Livin, a recently described member of the inhibitor of apoptosis protein (IAP) family, contains a single baculovirus IAP repeat and a carboxyl-terminal RING finger (1)(2)(3). Like other proteins in the IAP family, livin binds specifically to a terminal effector cell-death protease, in this instance, caspase-9 (1)(2)(3). The consequences are substantially reduced caspase activity and reduced cell death in response to diverse apoptotic stimuli (1)(2)(3). Semiquantitative reverse transcription-PCR methods have detected human livin mRNA in fetal kidney, heart, and spleen and in adult tissues such as heart, lung, spleen, ovary, and placenta (4). In addition, livin mRNA is overexpressed by some cancer cells, including melanoma, breast cancer, cervical cancer, colon cancer, prostate cancer, leukemia, and lymphoma cells (4).
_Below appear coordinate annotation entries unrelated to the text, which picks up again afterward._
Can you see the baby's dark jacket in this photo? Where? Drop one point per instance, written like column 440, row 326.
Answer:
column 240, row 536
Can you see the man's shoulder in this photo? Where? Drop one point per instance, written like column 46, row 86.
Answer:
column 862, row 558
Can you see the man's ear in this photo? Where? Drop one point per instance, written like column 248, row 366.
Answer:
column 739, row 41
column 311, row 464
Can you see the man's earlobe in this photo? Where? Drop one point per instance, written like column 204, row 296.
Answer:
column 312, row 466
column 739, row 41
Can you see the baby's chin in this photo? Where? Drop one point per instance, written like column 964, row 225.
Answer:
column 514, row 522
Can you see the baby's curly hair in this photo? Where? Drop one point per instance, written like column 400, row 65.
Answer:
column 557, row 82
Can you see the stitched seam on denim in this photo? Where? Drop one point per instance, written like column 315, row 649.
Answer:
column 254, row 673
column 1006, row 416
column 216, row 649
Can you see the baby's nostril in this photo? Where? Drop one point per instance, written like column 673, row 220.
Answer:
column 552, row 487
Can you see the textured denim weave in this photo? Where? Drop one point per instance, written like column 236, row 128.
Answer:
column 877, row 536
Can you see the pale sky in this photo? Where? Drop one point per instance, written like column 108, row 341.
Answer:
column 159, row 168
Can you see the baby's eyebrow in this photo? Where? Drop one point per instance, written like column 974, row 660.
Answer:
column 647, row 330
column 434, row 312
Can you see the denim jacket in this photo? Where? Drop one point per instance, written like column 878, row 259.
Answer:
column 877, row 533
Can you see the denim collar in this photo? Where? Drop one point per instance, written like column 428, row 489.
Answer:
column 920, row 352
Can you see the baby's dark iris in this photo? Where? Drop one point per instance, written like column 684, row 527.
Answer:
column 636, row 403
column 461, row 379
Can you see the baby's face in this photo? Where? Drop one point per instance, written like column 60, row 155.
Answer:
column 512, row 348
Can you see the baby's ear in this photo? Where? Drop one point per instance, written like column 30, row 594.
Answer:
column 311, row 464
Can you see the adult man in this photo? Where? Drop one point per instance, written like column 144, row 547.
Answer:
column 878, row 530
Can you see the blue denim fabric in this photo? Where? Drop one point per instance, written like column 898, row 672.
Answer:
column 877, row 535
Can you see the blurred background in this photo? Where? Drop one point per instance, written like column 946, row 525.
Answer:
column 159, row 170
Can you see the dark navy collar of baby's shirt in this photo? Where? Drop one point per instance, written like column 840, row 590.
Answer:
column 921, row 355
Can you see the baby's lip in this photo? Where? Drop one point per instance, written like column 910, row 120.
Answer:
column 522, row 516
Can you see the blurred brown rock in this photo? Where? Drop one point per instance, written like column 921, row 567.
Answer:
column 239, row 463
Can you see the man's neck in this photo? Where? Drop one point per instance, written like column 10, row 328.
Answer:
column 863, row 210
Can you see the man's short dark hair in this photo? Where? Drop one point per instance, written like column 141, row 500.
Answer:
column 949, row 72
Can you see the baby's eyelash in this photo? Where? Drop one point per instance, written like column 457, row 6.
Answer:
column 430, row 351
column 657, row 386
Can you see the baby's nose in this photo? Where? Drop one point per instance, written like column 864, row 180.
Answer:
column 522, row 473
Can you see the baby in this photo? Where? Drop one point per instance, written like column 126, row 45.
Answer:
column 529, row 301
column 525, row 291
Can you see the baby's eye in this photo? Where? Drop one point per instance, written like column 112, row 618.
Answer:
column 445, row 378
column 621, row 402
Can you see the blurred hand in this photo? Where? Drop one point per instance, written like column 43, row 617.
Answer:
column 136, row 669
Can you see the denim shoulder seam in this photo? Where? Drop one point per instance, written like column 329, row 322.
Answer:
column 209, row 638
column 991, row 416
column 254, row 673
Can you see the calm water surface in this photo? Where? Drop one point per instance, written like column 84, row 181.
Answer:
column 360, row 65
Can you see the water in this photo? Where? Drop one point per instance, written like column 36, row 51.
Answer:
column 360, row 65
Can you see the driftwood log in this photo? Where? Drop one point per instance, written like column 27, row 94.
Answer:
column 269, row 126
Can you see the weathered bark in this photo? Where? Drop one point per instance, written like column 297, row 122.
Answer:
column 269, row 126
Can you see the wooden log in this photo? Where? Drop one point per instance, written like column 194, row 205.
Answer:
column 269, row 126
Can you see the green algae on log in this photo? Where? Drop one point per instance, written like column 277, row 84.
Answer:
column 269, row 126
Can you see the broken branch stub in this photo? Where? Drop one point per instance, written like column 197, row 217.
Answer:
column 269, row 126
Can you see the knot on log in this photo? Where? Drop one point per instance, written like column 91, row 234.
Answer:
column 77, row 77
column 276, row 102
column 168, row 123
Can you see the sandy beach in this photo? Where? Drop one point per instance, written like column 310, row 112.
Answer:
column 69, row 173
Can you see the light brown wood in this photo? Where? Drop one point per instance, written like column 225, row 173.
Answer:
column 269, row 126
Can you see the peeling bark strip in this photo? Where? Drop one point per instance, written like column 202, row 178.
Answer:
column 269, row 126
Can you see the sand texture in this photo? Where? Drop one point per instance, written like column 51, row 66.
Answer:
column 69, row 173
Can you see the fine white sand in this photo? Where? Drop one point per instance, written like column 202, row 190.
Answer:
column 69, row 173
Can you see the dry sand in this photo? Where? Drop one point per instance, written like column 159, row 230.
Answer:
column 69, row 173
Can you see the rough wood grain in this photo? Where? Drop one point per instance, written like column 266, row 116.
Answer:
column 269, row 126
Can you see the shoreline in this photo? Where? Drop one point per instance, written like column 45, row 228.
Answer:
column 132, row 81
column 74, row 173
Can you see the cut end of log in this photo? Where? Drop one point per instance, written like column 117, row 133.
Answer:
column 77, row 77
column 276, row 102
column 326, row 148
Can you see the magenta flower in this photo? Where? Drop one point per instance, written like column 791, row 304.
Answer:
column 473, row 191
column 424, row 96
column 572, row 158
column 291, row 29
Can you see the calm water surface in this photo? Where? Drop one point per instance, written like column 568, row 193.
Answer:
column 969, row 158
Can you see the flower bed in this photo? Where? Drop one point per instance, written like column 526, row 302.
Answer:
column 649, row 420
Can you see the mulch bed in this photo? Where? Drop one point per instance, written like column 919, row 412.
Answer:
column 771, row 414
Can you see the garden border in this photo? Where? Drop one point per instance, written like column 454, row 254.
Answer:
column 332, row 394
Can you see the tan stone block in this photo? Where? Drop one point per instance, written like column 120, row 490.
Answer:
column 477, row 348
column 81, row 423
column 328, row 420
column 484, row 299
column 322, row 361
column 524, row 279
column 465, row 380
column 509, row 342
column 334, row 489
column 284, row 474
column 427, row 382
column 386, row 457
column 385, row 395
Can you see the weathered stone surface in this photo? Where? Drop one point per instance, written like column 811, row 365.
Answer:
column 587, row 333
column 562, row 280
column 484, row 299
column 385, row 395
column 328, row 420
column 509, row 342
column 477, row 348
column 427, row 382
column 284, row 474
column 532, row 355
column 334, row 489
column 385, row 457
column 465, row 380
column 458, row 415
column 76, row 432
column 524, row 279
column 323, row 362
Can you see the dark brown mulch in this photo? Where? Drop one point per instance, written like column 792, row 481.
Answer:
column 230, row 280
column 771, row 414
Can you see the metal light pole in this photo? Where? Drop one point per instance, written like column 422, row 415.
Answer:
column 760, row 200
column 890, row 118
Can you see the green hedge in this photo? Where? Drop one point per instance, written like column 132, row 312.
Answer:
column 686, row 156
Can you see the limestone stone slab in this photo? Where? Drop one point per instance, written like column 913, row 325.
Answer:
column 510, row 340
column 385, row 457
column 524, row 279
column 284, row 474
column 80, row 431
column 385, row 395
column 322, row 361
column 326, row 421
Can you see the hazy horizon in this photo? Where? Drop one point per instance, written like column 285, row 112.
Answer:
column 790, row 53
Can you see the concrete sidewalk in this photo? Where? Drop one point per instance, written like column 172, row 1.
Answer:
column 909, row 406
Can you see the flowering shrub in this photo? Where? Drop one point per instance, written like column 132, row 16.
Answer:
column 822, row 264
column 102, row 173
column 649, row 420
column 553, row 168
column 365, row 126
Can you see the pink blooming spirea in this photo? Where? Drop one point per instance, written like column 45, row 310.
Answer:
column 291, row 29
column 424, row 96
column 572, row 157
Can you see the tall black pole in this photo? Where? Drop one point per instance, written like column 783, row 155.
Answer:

As with survivin overexpression (5)(6)(7), livin overexpression by cancer cells may lead to anti-livin antibody responses and cytotoxic T-lymphocyte responses against the cancer. In the present study, we examined livin mRNA expression in gastrointestinal cancer cell lines and the prevalence of antibody responses against livin in patients with various gastrointestinal cancers.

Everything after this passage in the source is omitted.